In the meantime, keep supporting your local restaurants! — Samuel X. Cicci

“Your Tickets Will be at Will Call”

Oh, to hear those words again, and plenty of arts organizations are eager to say them. The pandemic wrecked the seasons for performing arts groups and did plenty of damage to museums and galleries.

Not that they haven’t made valiant and innovative efforts to entertain from afar with virtual programming.

But they’re all hoping to mount physical, not virtual, seasons in the coming year.

Playhouse on the Square suspended scheduled in-person stage productions until June 2021. This includes the 52nd season lineup of performances that were to be on the stages of Playhouse on the Square, The Circuit Playhouse, and TheatreWorks at the Square. It continues to offer the Playhouse at Home Series, digital content via its website and social media.
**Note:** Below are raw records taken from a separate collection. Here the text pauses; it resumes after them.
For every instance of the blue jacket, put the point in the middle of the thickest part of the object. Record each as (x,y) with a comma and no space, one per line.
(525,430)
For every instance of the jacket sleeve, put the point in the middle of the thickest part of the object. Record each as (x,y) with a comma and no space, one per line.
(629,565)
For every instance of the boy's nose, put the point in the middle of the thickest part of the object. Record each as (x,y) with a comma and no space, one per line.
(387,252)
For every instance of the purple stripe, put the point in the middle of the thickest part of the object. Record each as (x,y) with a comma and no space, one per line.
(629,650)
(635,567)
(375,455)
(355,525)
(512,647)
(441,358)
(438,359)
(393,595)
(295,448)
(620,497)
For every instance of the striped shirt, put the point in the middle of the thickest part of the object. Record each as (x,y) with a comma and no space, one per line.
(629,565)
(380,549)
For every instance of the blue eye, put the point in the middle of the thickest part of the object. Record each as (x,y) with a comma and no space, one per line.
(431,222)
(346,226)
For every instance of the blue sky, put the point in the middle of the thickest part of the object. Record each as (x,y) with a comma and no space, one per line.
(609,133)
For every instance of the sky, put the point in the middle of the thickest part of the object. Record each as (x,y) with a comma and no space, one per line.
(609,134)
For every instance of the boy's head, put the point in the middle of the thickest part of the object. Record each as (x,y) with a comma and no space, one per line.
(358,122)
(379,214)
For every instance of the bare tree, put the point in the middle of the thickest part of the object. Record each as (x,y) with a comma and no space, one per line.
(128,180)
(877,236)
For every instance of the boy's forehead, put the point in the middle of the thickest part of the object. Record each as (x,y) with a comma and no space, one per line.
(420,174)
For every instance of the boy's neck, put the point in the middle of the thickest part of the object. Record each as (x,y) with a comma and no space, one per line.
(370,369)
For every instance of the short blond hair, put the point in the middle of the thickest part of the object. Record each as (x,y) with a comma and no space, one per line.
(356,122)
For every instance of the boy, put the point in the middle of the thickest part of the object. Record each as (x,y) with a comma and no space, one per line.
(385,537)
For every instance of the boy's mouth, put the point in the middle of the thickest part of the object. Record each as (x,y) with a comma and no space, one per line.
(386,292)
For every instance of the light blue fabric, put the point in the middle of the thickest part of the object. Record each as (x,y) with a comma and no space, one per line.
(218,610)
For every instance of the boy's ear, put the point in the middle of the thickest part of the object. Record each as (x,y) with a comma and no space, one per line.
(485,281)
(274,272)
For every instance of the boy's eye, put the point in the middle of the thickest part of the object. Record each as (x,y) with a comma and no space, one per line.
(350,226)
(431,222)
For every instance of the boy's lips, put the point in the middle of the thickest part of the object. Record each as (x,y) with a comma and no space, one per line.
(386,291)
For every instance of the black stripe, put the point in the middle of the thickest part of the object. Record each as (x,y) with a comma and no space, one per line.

Theatre Memphis celebrates its 100th anniversary in 2021 and is eager to show off its new facility, a major renovation that was going to shut it down most of 2020 anyway while it expanded common spaces and added restrooms and production space while updating dressing rooms and administrative offices. But the hoped-for August opening was pushed back, and it plans to reschedule the programming for this season to next.

Hattiloo Theatre will continue to offer free online programming in youth acting and technical theater, and it has brought a five-week playwright’s workshop and free Zoom panel discussions with national figures in Black theater. Like the other institutions, it is eager to get back to the performing stage when conditions allow.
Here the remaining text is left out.